Digital. Innovative, groundbreaking insights. Discovering new business opportunities. That is what often comes to mind when thinking of data. To a certain extent this is true – data can indeed be used to uncover interesting opportunities you have not thought of before. However, the benefits of using data can also be found closer to home. For instance, when it comes to optimizing your IT environment and gaining insights into its performance regarding costs, efficiency, and security. It can be challenging to stay in control and safeguard optimal performance. How can we use data for this?

In control of IT – using all data you can get your “hands on”

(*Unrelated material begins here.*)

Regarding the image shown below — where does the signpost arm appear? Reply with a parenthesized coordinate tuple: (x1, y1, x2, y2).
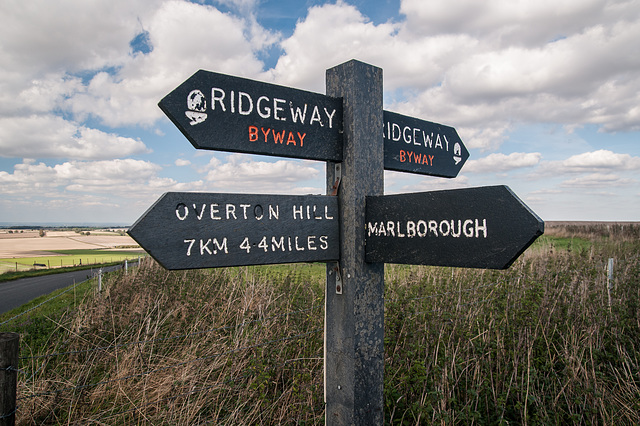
(325, 60, 385, 425)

At Itility we manage quite some IT environments. Our passion is to automate everything away, and to use analytics to work smarter and stay in control. Staying in control of our IT environment requires collecting data from multiple sources, combining them, and using statistics, machine learning, and algorithms to generate useful insights

In a typical IT environment, you will find physical servers, storage, virtual machines, network devices, databases, applications, and so on. All these systems collect their own data in the form of logs and metrics. And since these systems are interconnected, correlations exist among them. For example: a lack of storage can cause deteriorated application performance, which can have a business impact for business-critical applications. Combining multiple data sources helps in quickly finding the root cause of such an issue.

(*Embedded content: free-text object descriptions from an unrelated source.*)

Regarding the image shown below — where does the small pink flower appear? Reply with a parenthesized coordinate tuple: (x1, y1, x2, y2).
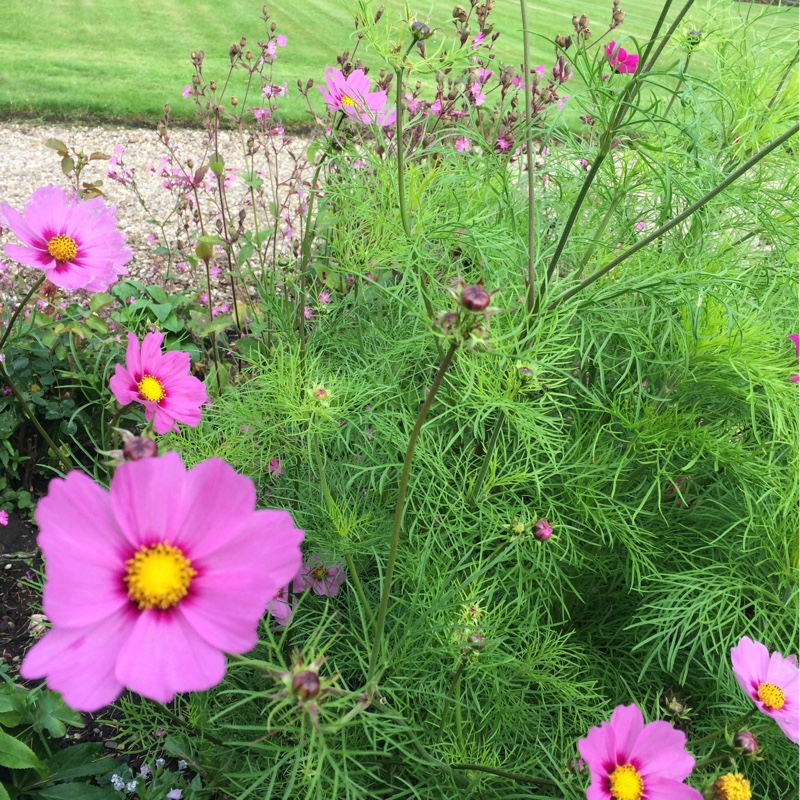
(604, 41, 639, 74)
(789, 335, 799, 383)
(495, 137, 511, 151)
(578, 704, 702, 800)
(318, 67, 396, 127)
(166, 791, 182, 800)
(182, 85, 191, 99)
(0, 510, 8, 526)
(1, 185, 131, 292)
(276, 34, 287, 47)
(109, 332, 208, 435)
(455, 137, 472, 153)
(267, 585, 295, 626)
(269, 458, 283, 476)
(304, 305, 312, 320)
(20, 452, 305, 711)
(731, 636, 799, 743)
(471, 32, 484, 50)
(294, 555, 345, 597)
(318, 290, 331, 304)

To provide opportunities for analysis, all this data needs to be stored into a data lake. Consider, for example, the application that crashed due to a lack of storage. Instead of having to dive into this multifaceted problem manually, we have a monitoring solution in place that generates automated alerts based on the multiple occurring events: the lack of storage, an unresponsive virtual machine, and degraded application performance. It then decides to automatically contact one of our DevOps engineers to solve the issue. This is still a ‘responsive’ or reactive way-of-working, but that is often the starting point.

More important to us is that we also use all that available data to prevent this problem from happening again in the future. To tackle this, we turn to advanced analytics and combine the historic data of the storage component with data science techniques to make predictions of its future state. This predictive or proactive way-of-working enables us to react to this issue before it actually occurs. The main benefit of this proactive alerting is that it ensures that IT issues do not result in business impact for our customers. A nice side benefit for our own team is that no DevOps engineer must be awoken at night during stand-by because of an issue that could have been prevented.

But there are more benefits in using data for predictive IT-maintenance. It enables us to transform unplanned work into planned work, thus changing from fire-fighting mode into fire-prevention mode which is more reliable and less stressful for those involved. Using data also allows us to improve capacity planning, rightsize assets automatically, and simulate changes before we actually carry them out. This helps us predict the impact of a given change on user performance and enables us to plan additional changes along that one change.

This is how you actively use an IT data lake to stay in control of your IT environment!